His announcement came just days after an internal review found that he had been directing auditors to whitewash the Federal Emergency Management Agency’s (FEMA) performance in response to Hurricane Sandy, the 2016 flooding in Louisiana, and several other natural disasters from 2012-2017. Investigators noticed that these “feel-good reports,” as the auditors call them, not only retracted major negative findings but also applauded FEMA’s efforts, clearly accentuating what the agency had done right.
In an interview with The Washington Post, Kelly denied the allegations that he ordered DHS staff to misrepresent initial disaster reports, claiming “there was no motivation to make FEMA look good.” After the internal review was made public on May 23, Kelly released a statement of apology to his staff, saying, “I take responsibility for failing to set a tone that all of our products need to be fully objective.”

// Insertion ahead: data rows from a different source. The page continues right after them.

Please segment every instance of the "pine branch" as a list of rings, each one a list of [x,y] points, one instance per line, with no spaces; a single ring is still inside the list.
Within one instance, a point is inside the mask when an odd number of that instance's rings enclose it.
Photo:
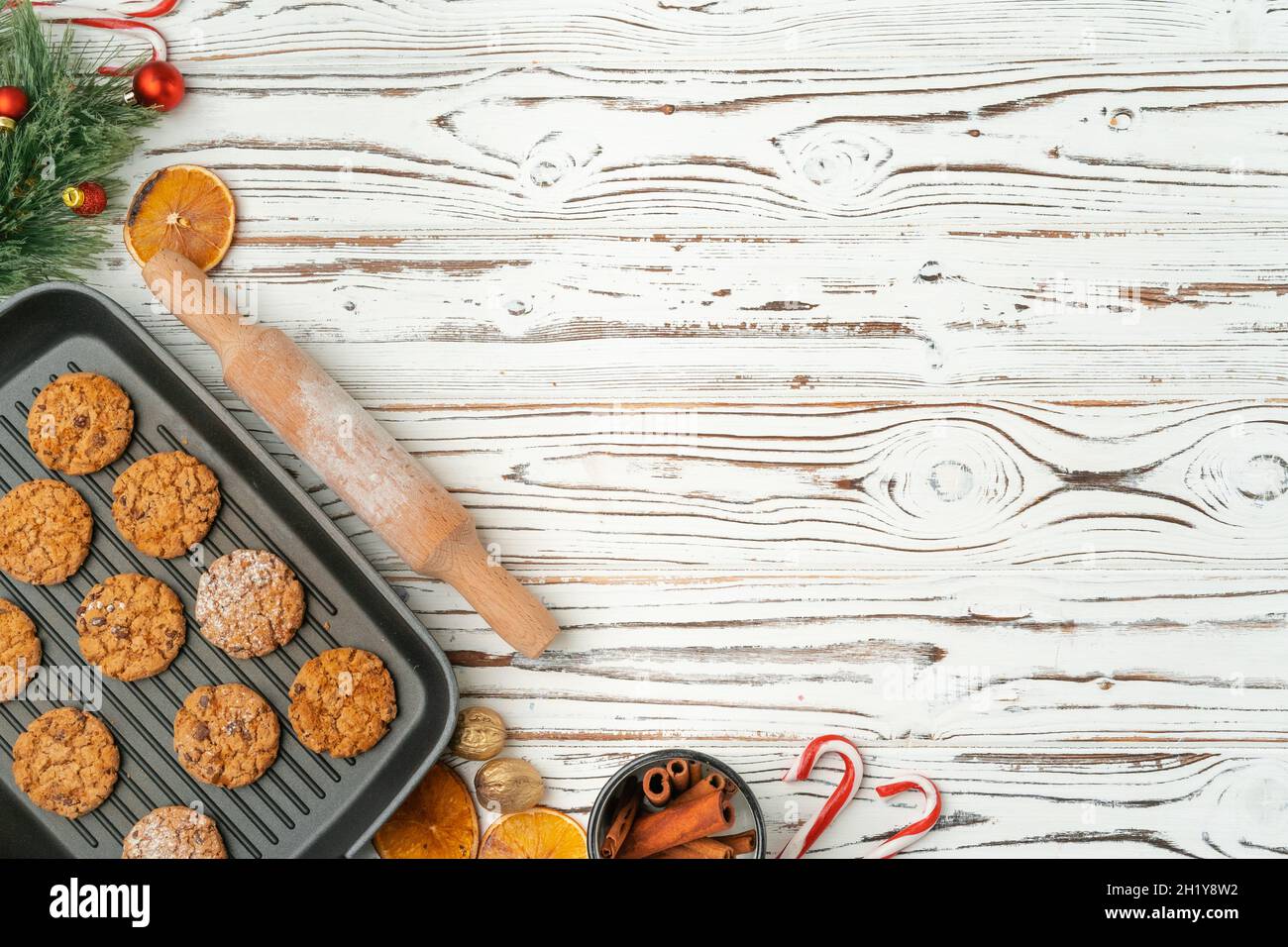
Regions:
[[[0,298],[95,264],[111,238],[103,218],[80,218],[63,188],[94,180],[117,201],[113,175],[157,112],[125,103],[128,76],[99,76],[71,31],[54,36],[27,0],[0,15],[0,85],[27,93],[30,111],[0,133]]]

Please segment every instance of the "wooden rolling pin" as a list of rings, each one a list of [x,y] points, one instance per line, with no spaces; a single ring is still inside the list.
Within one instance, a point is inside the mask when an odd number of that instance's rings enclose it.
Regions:
[[[559,626],[488,559],[474,521],[393,435],[281,330],[238,316],[185,256],[160,251],[143,280],[215,350],[224,381],[413,571],[451,584],[498,635],[536,657]]]

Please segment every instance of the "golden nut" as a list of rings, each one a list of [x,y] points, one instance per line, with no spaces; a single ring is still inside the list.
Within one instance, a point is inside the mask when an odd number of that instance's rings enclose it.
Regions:
[[[451,750],[461,759],[489,760],[505,749],[505,720],[487,707],[465,707],[456,715]]]
[[[488,812],[509,814],[531,809],[545,791],[537,768],[513,756],[484,763],[474,774],[474,792]]]

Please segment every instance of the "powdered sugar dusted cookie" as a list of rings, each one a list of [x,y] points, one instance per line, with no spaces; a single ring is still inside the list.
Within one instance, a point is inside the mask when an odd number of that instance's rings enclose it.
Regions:
[[[121,858],[227,858],[215,821],[185,805],[164,805],[134,823]]]
[[[220,555],[197,586],[201,634],[233,657],[260,657],[290,642],[304,621],[304,586],[261,549]]]

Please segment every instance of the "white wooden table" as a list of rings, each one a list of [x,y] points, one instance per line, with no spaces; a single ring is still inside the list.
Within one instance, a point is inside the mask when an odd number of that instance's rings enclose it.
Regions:
[[[851,736],[819,856],[1288,852],[1288,6],[184,0],[126,169],[565,629],[510,653],[223,388],[585,817],[645,749]],[[120,216],[124,196],[113,196]],[[471,765],[465,768],[473,772]]]

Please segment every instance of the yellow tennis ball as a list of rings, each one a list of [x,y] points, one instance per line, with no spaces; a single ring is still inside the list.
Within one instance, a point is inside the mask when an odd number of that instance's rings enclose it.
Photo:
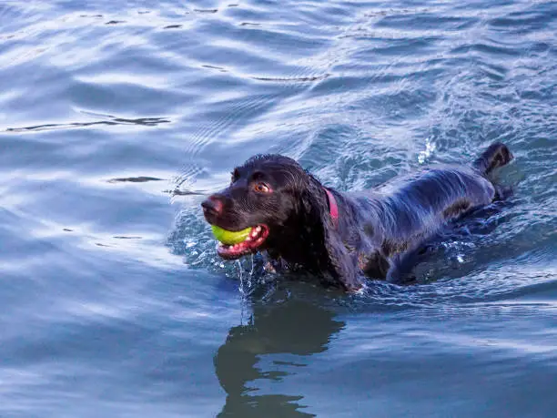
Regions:
[[[251,231],[251,227],[238,231],[223,229],[216,225],[211,225],[211,229],[213,229],[213,235],[215,238],[223,244],[227,245],[239,244],[240,242],[245,241]]]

“While I did not intend to set that tone with respect to the [FEMA] reports, I obviously did,” he added.
House Homeland Security Committee Chairman Bennie Thompson (D-Miss.) said the OIG is relied upon “for fact-based products that are invaluable in conducting oversight, and these reports did not meet that standard.”
“It is now the responsibility of the OIG to fully restore confidence in its work,” Thompson added in his June 6 statement. “We will continue to monitor the OIG’s progress upholding its standards and hope to continue to be able to use its work to inform the Committee’s oversight.”
The OIG has not responded to HSToday’s request for further comment on the recent findings or to discuss their side of this story.
The new acting inspector general, Jennifer L. Costello, first joined DHS OIG in 2017 as the assistant inspector general for Inspections and Evaluations. Before her work with the OIG, she had over 13 years of tenure at the Government Accountability Office (GAO), where she was an assistant director in the forensic audits and special investigations unit. In a message Costello sent to the head of the internal review team on May 2, she criticized the current OIG, saying that the feel-good reports “represent millions of wasted taxpayer dollars and understandably cast doubt on our credibility.” Later she reminded the internal review team that, under her leadership, the OIG “must hold ourselves to the same standards to which we hold the Department when conducting oversight of its programs and operation.”
The FEMA oversight opens the floodgates for further investigations about the OIG’s “exaggerated” auditing, and raises questions about whether the OIG is able to provide adequate and thorough oversight of taxpayer dollars. Kelly had worked in the office since 2008 and began leading OIG in an acting role in December 2017, begging the question of whether he inherited some of the weaknesses exposed but failed to put a stop to it.